Klaus olhou para o porta-malas escancarado, que parecia a boca de alguma besta escura e fumegante, ansiosa por devorá-lo e às suas irmãs.
“Você tem razão”, murmurou ele por fim. “Não podemos permanecer neste ar enfumaçado por muito mais tempo, senão vamos asfixiar. O abrigo no porta-malas é a nossa única esperança.”
“Sim!”, sussurrou Sunny.
“Dois!”
As crianças Baudelaire se levantaram e saíram correndo para dentro do porta-malas do carro do conde Olaf. O porta-malas estava úmido e tinha um cheiro horrível, mas as crianças se arrastaram para o fundo das suas profundezas, para que não fossem vistas.
“Espere!”, gritou a mulher de cara empoada, e os Baudelaire sentiram o peso dos aventais de médico sendo jogados em cima deles. “Não quero ser deixada para trás! Não consigo respirar aqui fora!”

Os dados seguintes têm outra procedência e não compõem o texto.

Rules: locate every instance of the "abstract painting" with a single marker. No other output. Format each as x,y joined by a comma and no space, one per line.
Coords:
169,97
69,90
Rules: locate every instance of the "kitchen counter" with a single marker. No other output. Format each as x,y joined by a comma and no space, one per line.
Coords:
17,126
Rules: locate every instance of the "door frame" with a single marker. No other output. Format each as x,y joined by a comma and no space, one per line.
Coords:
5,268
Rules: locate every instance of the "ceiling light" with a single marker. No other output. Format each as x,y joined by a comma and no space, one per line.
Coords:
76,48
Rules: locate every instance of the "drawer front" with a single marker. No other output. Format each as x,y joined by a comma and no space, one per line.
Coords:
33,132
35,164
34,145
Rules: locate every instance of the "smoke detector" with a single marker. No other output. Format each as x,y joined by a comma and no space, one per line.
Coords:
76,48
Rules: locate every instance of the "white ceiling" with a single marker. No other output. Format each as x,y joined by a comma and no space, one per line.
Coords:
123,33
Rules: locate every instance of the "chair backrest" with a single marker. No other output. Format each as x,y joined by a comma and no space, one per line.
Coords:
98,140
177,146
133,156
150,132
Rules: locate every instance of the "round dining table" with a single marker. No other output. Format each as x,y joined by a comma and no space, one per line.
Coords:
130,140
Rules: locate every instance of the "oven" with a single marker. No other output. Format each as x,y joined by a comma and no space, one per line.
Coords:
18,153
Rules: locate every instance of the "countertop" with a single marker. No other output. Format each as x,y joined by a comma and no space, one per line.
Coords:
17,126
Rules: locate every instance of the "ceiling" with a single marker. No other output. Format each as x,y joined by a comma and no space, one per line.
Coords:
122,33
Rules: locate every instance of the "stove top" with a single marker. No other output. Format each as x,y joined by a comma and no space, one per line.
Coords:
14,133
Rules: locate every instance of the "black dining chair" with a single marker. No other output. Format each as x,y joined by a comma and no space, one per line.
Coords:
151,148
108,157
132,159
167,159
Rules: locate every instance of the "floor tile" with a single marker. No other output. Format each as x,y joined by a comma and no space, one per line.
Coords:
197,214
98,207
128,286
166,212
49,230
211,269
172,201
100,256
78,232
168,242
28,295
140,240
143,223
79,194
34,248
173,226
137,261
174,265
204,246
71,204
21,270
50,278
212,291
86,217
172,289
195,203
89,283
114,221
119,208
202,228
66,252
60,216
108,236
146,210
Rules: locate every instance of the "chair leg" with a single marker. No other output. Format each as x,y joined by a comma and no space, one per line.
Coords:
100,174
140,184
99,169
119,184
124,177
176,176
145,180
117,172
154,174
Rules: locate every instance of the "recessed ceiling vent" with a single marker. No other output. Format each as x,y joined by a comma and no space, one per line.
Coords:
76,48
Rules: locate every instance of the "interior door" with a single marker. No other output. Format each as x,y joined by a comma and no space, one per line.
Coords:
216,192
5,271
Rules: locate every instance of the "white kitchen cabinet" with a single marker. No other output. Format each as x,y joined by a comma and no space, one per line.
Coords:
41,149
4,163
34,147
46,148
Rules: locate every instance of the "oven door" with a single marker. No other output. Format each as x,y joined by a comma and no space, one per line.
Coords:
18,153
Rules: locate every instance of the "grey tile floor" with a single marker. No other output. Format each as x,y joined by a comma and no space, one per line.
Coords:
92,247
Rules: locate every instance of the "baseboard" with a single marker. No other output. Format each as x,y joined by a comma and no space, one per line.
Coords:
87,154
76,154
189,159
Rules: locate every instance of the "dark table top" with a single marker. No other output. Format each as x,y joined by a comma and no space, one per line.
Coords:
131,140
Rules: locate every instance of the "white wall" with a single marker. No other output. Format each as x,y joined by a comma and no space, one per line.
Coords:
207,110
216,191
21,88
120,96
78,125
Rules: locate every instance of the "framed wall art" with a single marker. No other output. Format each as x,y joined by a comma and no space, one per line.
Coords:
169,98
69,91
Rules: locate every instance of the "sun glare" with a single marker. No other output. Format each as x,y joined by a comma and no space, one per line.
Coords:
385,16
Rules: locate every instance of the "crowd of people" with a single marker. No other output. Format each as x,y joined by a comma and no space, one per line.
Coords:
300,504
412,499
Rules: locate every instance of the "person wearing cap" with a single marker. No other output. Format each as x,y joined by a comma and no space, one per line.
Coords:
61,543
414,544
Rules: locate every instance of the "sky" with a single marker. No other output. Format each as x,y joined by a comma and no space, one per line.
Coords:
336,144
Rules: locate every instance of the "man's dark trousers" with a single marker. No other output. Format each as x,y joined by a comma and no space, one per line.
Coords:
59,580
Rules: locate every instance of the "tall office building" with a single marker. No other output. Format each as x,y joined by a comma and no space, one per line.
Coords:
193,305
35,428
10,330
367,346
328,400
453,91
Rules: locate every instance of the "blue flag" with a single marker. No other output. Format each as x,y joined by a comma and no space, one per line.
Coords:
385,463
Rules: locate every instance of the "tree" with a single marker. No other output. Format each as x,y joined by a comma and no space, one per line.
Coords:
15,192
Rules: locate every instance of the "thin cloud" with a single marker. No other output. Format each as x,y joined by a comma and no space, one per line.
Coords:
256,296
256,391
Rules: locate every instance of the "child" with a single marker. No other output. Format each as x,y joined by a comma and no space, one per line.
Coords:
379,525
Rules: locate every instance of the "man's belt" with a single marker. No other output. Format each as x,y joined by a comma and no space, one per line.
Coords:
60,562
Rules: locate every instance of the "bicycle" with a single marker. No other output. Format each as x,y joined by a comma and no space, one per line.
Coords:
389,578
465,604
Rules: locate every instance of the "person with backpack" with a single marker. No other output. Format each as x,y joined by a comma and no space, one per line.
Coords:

“Nós vamos conseguir respirar aqui dentro?”, perguntou Violet a Klaus o mais baixo que pôde.
“Sim”, disse Klaus. “O ar vai passar pelos buracos de bala. Este não é o tipo de abrigo que eu tinha em mente, mas acho que vai ter de servir.”
“Golos”, disse Sunny, o que queria dizer: “Vai ter de servir, até que apareça alguma coisa melhor”, e os seus irmãos concordaram.
“Três!”
O porta-malas foi fechado com uma batida, deixando-os numa total escuridão, e o seu abrigo chacoalhou e estremeceu quando Olaf deu a partida no motor e começou a rodar pela paisagem, que continuava tão achatada e desolada como sempre. Mas as crianças não podiam ver nada do lado de fora, é claro. No negrume do porta-malas, elas não podiam ver nada mesmo. Só podiam ouvir a sua própria respiração, funda e trêmula, enquanto o ar passava velozmente através dos buracos de bala, e sentir os ombros tremerem em calafrios de medo. Não era o tipo de abrigo que as crianças tinham em mente, nunca na vida, mas enquanto estavam lá, apertadinhas, achavam que ia ter de servir. Para os órfãos Baudelaire, se é que ainda eram órfãos, o abrigo no porta-malas do conde Olaf ia ter de servir até que aparecesse alguma coisa melhor.